Sortie de crise… entrée dans une autre, le secteur fluvial face à l’inflation

Les acteurs du secteur fluvial s’y attendaient, la sortie de la crise sanitaire serait compliquée. Le retour à la vie « normale », celle de 2019, n’est pas pour tout de suite. Non seulement les marchés fluctuent sans prévisibilité possible mais la concurrence se fait plus vive que jamais dans un contexte d’inflation jamais vue. La reconstitution des marges des entreprises un temps espérée en 2022 devra attendre mais attendre n’est tout simplement pas une option pour les PME et TPE qui composent notre secteur.

Une inflation qui se niche dans toutes les composantes de l’exploitation

Nous assistons à une dérive sans précédent des coûts techniques d’exploitation de nos bateaux : renchérissement du coût de la maintenance courante du bateau (+ 15 % depuis le début de l’année avec des hausses à venir), celui des travaux (+ 30 %) et de remise aux normes en vue du renouvellement des permis (i.e. titres de navigation) sans oublier les projets plus structurants de refit et de constructions neuve pour opérer la transition énergétique.

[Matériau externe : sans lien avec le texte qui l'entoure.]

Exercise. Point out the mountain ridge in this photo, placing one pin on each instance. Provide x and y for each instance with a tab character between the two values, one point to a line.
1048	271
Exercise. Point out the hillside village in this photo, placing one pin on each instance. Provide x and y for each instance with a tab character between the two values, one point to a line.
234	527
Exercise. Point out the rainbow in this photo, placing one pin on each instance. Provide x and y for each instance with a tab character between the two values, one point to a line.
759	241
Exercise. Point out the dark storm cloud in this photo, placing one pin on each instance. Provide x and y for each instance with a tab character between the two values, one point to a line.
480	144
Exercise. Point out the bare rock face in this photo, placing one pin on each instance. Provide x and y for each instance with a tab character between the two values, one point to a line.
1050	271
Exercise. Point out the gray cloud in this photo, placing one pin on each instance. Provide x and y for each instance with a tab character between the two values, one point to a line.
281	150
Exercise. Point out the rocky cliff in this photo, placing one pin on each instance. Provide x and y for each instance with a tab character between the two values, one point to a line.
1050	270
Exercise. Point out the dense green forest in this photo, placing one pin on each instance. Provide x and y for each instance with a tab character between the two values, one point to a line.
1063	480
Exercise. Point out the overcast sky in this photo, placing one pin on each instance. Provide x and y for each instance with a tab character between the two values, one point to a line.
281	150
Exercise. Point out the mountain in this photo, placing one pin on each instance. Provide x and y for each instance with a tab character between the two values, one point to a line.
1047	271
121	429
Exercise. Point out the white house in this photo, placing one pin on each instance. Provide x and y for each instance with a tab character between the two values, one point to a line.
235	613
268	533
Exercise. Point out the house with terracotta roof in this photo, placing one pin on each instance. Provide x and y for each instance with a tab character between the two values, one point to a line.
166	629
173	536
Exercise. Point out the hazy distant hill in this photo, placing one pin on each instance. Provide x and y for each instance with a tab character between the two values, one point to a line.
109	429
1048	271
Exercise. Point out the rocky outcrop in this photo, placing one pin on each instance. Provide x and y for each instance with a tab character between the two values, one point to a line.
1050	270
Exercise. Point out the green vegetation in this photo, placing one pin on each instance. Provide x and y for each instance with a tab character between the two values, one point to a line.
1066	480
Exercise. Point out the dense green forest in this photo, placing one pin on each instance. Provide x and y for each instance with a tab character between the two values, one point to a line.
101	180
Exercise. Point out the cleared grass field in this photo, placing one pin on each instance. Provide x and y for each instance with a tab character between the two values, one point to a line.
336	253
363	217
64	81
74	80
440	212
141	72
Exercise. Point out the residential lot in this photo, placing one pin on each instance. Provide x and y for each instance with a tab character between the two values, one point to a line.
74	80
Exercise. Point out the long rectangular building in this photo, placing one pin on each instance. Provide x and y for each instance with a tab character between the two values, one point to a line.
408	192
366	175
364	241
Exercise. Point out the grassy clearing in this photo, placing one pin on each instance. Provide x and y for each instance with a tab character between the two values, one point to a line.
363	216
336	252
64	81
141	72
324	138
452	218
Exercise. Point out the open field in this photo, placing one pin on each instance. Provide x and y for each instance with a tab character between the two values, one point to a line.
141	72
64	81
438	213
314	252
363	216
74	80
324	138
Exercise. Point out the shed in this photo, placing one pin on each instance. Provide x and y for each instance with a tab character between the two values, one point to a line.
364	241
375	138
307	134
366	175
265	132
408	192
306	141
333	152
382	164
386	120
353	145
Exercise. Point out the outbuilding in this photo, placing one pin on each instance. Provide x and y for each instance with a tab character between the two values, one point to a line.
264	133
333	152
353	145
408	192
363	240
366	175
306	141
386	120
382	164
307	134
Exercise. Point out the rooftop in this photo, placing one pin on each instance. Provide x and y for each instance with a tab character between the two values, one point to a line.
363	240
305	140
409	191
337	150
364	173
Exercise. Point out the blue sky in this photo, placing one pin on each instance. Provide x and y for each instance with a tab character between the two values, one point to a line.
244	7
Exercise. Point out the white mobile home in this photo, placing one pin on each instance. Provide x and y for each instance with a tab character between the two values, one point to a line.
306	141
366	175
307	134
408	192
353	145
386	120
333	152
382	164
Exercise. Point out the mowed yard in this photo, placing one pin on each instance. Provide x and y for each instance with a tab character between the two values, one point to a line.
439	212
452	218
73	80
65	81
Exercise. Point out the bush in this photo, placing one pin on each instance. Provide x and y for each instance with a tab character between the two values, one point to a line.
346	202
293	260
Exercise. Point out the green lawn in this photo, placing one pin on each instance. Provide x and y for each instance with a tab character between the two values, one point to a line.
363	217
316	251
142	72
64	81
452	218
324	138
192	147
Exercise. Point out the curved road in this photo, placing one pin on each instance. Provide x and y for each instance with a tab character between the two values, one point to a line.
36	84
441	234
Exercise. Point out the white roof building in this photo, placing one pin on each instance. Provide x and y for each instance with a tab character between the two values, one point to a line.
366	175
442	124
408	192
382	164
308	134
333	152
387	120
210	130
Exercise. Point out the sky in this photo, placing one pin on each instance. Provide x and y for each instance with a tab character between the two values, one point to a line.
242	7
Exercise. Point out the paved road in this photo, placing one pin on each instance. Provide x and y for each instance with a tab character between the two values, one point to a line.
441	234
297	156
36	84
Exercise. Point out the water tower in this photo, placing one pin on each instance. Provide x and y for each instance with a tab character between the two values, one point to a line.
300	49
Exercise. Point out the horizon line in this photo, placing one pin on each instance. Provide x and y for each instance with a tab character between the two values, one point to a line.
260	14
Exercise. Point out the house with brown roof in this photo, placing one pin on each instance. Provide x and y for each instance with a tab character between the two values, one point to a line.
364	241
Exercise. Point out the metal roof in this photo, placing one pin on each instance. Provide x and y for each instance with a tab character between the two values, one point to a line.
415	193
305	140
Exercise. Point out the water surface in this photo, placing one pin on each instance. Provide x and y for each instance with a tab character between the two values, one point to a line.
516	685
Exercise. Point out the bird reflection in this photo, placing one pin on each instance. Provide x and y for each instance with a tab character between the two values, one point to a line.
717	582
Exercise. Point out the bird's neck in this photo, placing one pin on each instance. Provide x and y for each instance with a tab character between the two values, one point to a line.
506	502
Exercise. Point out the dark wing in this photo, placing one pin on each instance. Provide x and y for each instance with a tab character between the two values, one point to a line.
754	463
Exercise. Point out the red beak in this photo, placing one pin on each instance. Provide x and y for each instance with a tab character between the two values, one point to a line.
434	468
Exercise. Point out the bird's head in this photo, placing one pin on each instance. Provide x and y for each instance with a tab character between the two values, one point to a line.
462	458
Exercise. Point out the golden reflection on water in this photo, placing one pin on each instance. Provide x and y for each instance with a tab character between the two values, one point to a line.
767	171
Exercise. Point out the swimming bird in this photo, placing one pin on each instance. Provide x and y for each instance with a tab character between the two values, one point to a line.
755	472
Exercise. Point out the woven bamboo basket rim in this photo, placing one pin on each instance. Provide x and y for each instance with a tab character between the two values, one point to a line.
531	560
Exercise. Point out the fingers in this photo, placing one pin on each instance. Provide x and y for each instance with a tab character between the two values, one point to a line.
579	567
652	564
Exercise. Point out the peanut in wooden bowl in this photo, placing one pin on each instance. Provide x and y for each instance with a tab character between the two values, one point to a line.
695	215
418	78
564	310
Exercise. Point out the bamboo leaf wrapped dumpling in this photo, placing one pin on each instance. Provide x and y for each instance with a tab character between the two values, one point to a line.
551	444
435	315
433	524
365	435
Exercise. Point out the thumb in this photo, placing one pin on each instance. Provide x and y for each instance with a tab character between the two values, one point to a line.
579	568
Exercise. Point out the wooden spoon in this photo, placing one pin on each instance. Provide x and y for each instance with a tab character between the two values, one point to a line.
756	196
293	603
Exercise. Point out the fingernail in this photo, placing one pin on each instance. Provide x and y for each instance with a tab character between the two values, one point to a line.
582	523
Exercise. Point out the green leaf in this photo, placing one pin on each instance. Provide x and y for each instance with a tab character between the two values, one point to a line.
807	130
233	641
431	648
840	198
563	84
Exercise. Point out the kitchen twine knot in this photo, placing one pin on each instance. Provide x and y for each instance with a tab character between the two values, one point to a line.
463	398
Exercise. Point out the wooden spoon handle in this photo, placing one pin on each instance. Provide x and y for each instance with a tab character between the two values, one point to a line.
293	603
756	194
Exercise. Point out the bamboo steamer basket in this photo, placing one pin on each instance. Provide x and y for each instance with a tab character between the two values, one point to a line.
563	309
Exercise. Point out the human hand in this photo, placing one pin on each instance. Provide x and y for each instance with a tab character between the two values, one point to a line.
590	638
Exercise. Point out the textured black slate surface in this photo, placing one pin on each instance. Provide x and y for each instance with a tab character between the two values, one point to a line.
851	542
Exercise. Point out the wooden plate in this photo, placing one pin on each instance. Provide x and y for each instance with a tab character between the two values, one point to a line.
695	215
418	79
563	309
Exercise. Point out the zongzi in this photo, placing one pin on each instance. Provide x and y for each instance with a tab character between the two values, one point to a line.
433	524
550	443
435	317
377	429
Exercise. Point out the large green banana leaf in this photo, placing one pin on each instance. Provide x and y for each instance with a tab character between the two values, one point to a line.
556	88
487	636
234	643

Un carburant toujours plus cher

La hausse du carburant étrangle les entreprises : le carburant est passé d’un prix moyen sur l’année 2021 de 0,583 € HT par litre de GNR à 1,1878 € HT par litre le 17 juin 2022, en passant par un point haut à 1,2532 € HT par litre en mars (source https://www.ecologie.gouv.fr/prix-des-produits-petroliers), soit une multiplication du prix par 2. Si l’on prend comme référence le 1er janvier 2021 (0,446 € HT/l) les prix ont été multipliés par 2,7.

Avant la crise la part du carburant dans le coût de revient d’une prestation de transport fluvial était estimée à environ 25 %. Compte tenu de l’évolution du prix du carburant (x 2,7 depuis le 1er janvier 2021) cette part s’établit désormais à 47 %, toutes choses égales par ailleurs.

Le recours à la clause d’indexation légale pour neutraliser la hausse et maintenir une part gazole constante dans les charges d’exploitation du transporteur est de moins en moins opérante, les chargeurs refusant de plus en plus la répercussion gazole nonobstant les clauses contractuelles. L’État s’est de son côté abstenu de compenser les entreprises de navigation intérieure, alors même qu’elle a choisi de le faire pour les entreprises de transport routier et les entreprises de transport ferroviaire. Ni compensation par les prix ni compensation par les coûts, une impasse.

L’enjeu social

L’inflation pénalise les salariés en rognant leur pouvoir d’achat. Dans le même temps les entreprises, tous secteurs confondus, peinent à recruter, mettant potentiellement à mal la capacité de répondre à la demande sur certains marchés. Les entreprises et la branche de la navigation intérieure doivent apprendre à composer avec cette nouvelle donne : organisation du travail, niveau de salaire… A moyen et long terme c’est la question de l’attractivité de la Profession qui est posée. La tentation est grande de vouloir faire reposer sur les seules entreprises le rétablissement du pouvoir d’achat des salariés. Ceci n’est pas supportable économiquement dans un secteur composé presque exclusivement de PME/TPE.

La question à suivre des loyers et péages d’infrastructures

Enfin, la dérive des indices d’évolution des prix notamment celui de la construction laisse augurer un second effet potentiellement dévastateur en 2023, sur les péages et les redevances d’occupation du domaine public par le jeu de la simple application mécanique des règles de tarification publique. Un sujet qui doit s’anticiper dès maintenant.

Il faut voir les choses en face, l’inflation vient perturber l’équilibre intermodal, le plus souvent au détriment du fluvial. Dans un secteur – celui des transports – où l’élasticité prix fait basculer le fret d’un mode à l’autre pour quelques centimes de plus ou de moins facturés à la tonne, la régulation par l’augmentation des prix est dangereuse. Celui qui s’y livre risque d’être placé hors marché. 

Prises en ciseaux entre des coûts qui s’envolent et un marché qui stagne, les entreprises de navigation fluviale sont dans l’impasse.

Cette situation n’est évidemment pas spécifique à la France ni au secteur de la navigation intérieure, ce qui l’est davantage c’est à ce stade l’absence de réponse de l’État, qui après avoir éteint deux foyers d’incendie, dans le transport routier et dans le transport ferroviaire, doit s’attendre à en éteindre un autre : dans le fluvial.